I don’t know anything about all of that but I did like the fact that it was a worldwide exhibition which, to me, exhibited variations of the same thing. I look at these pictures and I see happy dots. Girls in polka-dot dresses just bring a sense of well-being to everybody in the vicinity and these paintings did exactly that for me. And, doing as I was told and thinking about them in context, I realised that there was a hell of a chance that somebody else thousands of miles away in a completely different city and culture was looking at these same dots and being made to feel a little bit happy too. Yes Hirst is the “Gimmick King” and yes this is most definitely one of most expansive but the fact of the matter is that in a country suffering one of is bleakest, greyest eras in all of its history there is a little gem just round the corner offering a splice of colour and joy. Who could argue with that? Not even Sardonic Me. Did Damien Hirst mean it as exactly THIS gimmick? I doubt it, but at the end of the day if 11 people feel the same as I do in 11 different cities across the world then that’s a ‘win’ in my book and I’m very happy I went and smiled at the dots … sorry, spots.

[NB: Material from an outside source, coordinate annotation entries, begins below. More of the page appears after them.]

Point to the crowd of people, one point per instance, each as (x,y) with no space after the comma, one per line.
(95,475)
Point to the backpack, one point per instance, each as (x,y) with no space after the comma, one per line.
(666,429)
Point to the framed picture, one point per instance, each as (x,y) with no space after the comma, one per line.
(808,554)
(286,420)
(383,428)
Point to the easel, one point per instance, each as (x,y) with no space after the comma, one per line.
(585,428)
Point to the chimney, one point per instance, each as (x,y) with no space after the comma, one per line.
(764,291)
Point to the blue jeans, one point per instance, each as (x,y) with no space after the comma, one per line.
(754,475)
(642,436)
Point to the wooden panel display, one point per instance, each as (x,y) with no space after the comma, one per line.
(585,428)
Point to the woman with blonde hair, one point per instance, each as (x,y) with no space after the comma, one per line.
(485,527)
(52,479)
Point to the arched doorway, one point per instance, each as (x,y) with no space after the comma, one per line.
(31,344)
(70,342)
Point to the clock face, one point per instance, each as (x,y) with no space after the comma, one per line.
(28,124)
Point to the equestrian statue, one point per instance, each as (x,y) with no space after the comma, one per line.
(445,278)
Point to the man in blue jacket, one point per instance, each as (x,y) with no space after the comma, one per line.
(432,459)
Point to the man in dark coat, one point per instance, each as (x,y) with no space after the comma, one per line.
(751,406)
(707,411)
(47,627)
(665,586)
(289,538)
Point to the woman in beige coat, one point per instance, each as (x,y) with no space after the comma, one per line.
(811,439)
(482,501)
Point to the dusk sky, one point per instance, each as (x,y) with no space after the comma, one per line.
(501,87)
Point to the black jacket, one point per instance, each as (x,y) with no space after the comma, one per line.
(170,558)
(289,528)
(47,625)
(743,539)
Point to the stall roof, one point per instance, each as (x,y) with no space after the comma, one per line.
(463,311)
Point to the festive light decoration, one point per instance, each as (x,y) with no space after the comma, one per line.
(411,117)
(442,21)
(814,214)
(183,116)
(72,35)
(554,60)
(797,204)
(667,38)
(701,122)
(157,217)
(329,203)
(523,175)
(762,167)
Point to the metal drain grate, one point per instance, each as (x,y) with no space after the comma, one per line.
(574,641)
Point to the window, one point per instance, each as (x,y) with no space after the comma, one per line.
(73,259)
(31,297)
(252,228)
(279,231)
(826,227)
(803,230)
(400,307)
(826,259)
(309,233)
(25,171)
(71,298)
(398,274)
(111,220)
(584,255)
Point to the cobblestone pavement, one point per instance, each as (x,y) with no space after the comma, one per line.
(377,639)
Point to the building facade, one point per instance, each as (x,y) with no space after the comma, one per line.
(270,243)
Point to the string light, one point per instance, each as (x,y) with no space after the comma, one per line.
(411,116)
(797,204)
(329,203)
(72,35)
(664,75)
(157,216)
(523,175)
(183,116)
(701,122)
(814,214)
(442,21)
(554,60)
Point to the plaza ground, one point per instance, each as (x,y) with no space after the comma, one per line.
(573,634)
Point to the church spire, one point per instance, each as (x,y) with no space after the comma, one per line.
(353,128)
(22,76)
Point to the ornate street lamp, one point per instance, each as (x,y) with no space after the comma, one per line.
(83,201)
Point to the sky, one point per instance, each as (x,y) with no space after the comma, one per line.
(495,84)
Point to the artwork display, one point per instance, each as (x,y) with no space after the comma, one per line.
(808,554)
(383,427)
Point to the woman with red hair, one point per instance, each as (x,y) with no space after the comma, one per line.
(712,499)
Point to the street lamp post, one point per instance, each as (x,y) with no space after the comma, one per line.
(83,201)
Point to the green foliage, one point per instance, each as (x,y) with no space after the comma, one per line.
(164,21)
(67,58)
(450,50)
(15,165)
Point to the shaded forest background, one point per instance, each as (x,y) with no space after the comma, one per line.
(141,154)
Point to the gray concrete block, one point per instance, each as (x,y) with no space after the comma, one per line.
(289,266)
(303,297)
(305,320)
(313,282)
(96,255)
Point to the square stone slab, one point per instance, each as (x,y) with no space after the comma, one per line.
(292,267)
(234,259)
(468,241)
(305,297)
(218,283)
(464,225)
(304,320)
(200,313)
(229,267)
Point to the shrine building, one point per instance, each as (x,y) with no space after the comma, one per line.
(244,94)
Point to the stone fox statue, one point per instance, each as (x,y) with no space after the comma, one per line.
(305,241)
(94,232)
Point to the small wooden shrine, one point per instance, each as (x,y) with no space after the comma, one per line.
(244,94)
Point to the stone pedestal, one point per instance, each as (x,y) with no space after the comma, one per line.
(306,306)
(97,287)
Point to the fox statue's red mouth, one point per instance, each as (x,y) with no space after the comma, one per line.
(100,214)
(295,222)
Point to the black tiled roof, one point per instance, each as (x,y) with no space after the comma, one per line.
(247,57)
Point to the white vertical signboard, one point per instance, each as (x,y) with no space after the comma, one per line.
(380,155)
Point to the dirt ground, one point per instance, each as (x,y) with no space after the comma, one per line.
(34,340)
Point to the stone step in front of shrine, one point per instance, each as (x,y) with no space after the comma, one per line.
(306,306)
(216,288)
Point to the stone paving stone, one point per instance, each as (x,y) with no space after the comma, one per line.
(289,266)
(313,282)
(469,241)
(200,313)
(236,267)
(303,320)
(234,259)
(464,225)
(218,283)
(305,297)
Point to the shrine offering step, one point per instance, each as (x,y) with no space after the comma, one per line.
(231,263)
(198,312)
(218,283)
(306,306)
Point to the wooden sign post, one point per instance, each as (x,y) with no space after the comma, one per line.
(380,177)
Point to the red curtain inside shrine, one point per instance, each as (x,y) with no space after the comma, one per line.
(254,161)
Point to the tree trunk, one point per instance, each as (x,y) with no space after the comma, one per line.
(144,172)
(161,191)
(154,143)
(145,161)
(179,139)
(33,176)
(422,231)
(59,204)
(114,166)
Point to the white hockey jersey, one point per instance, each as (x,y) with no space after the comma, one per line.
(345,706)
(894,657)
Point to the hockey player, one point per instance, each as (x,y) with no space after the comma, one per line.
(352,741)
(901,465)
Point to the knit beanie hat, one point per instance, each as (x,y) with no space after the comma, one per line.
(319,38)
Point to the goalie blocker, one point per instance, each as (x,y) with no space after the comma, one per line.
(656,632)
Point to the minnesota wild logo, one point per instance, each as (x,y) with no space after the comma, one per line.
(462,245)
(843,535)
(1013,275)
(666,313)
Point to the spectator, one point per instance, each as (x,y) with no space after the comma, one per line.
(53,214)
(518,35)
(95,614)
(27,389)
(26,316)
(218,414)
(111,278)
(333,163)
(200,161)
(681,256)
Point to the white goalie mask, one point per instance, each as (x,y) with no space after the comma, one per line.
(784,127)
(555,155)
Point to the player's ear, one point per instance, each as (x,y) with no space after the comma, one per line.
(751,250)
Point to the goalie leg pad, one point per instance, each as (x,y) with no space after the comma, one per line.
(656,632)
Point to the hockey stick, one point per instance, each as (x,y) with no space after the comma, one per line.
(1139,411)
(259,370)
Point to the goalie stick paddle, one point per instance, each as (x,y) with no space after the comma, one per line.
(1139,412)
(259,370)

2 Comments on “Hirst’s Dots …or is that Spots?” Gagosian Gallery, Athens 2012

  1. I agree… Dots? but then I disagree. 11 happy people should’ve gotten something else from a world touring artist… No?

    [WORDPRESS HASHCASH] The poster sent us ‘0 which is not a hashcash value.

  2. I agree to some extent that a world-touring artist could have done a little more for the exhibitions than display paintings painted by his staff. But, living in Athens, I can most-definitely appreciate any token of merry-making colour in a drab, penniless winter.